Didascalie in inglese / English intertitles.
30 minutes from the beginning viewed at Teatro Zancanaro, Sacile, Le Giornate del Cinema Muto (GCM) / Asquith e gli altri, 9 Oct 2004
Bryony Dixon (GCM): "Part of the Eminent British Authors series released through the Stoll Film Company, this was the last-but-one collaboration between George Clark and Guy Newall, and it saw the end of a partnership full of potential as the business succumbed to the crisis in the British film industry of 1924–25. It also marked the pinnacle of achievement for the real-life husband-and-wife team of Newall and Ivy Duke, both gifted actors and charming as a couple.

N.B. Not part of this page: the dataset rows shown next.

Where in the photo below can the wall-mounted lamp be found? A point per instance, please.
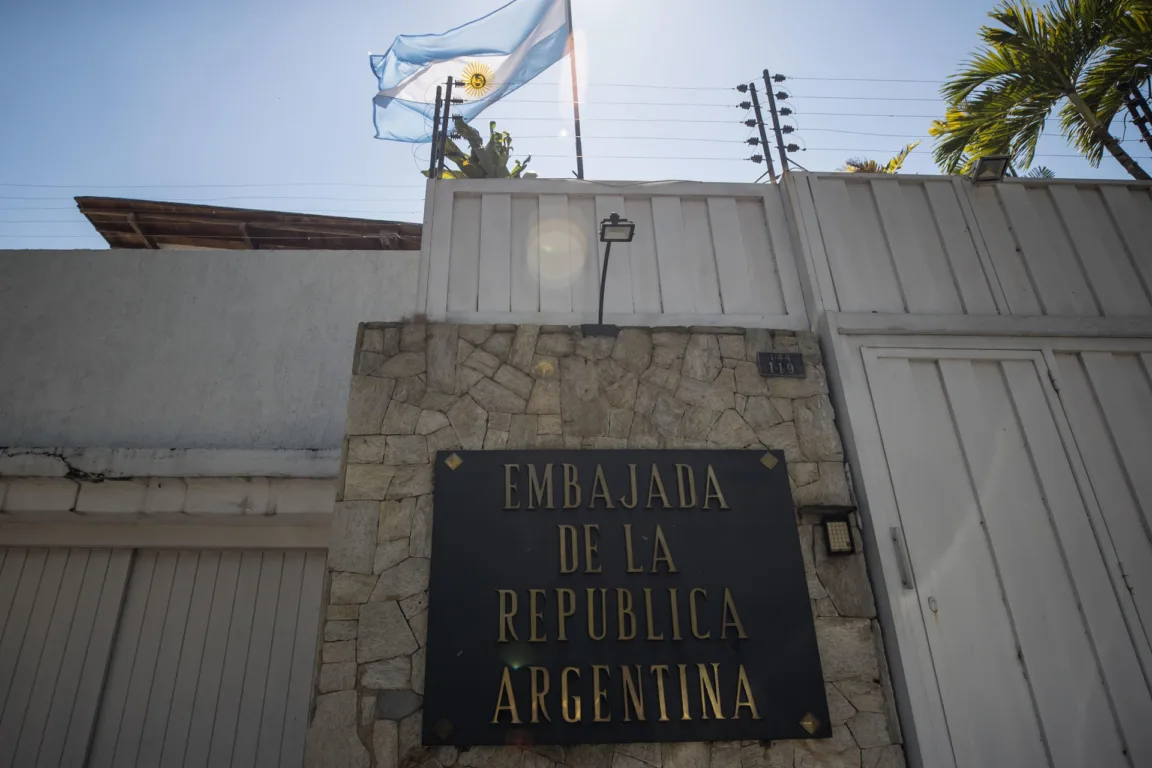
(991, 168)
(613, 229)
(838, 527)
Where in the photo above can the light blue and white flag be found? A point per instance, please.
(492, 56)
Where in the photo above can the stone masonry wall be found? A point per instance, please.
(422, 388)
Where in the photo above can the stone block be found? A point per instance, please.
(514, 380)
(730, 431)
(523, 347)
(410, 389)
(431, 421)
(684, 754)
(383, 632)
(732, 346)
(410, 480)
(386, 744)
(811, 385)
(368, 402)
(350, 588)
(421, 544)
(705, 395)
(870, 729)
(366, 449)
(332, 738)
(522, 433)
(469, 420)
(340, 651)
(351, 544)
(702, 358)
(864, 696)
(499, 344)
(648, 752)
(340, 630)
(495, 397)
(407, 449)
(389, 675)
(338, 677)
(442, 441)
(477, 334)
(885, 757)
(112, 496)
(366, 481)
(389, 555)
(403, 580)
(782, 436)
(396, 705)
(749, 380)
(846, 648)
(555, 344)
(545, 397)
(725, 380)
(395, 519)
(483, 362)
(341, 613)
(817, 430)
(595, 348)
(414, 606)
(400, 419)
(412, 337)
(661, 379)
(633, 349)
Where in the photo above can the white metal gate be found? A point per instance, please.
(122, 658)
(1027, 644)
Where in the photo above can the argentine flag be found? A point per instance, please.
(492, 56)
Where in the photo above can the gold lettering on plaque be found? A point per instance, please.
(506, 690)
(600, 489)
(710, 691)
(569, 705)
(742, 686)
(656, 486)
(730, 617)
(660, 552)
(712, 489)
(537, 616)
(600, 693)
(565, 613)
(634, 693)
(507, 611)
(633, 568)
(540, 685)
(691, 614)
(571, 487)
(684, 477)
(539, 486)
(510, 486)
(631, 484)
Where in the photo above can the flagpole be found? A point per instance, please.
(571, 58)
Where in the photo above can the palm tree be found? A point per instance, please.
(866, 166)
(484, 160)
(1036, 61)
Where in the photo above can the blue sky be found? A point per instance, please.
(268, 104)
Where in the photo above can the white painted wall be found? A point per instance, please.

Christine Gledhill, in her new book on 1920s British cinema (Reframing British Cinema 1918–1928: Between Restraint and Passion), quotes a contemporary opinion from Kine Weekly on Newall in particular, but which would describe the acting styles of both: “natural without being commonplace, dramatic without being unnatural”."
"This simple rural drama concerns a farmer (Guy Newall) scorned by his wife (Barbara Everest) but loved by a local girl (Ivy Duke). When the farmer is blinded in an accident (that so-common theme of post-war films), the girl gets a job at the farm in order to take care of him. Fine photography by Hal Young of the pastoral English countryside compensates for the lack of production values, and sites us firmly in the Hardyesque tradition of melancholic, “realistic” drama. One wonders that if the British film industry had been allowed to develop along the lines that Guy Newall was working on in these films, it might have attained the heights that French cinema was achieving in the late 1920s." – Bryony Dixon (GCM)
AA: I watched 30 minutes of Fox Farm in the first screening of this year's edition of Le Giornate. A sober and moving drama of a farmer turning blind in an accident, being estranged from his wife and a farm girl becoming his new partner, the leading roles played by the real-life couple, the actor-director Guy Newall and Ivy Duke.
BFI Player:
The Fox Farm
This beautifully acted, melancholic rural drama concerns a farmer, blinded in an accident, who is scorned by his wife. Based on the 1911 novel by Warwick Deeping, Distributors Stoll Film Co. commissioned the film in its Eminent British Authors series from talented filmmaking partners George Clark and Guy Newall. The lead roles are played by Newall and his real-life wife Ivy Duke, both gifted actors and charming as a couple.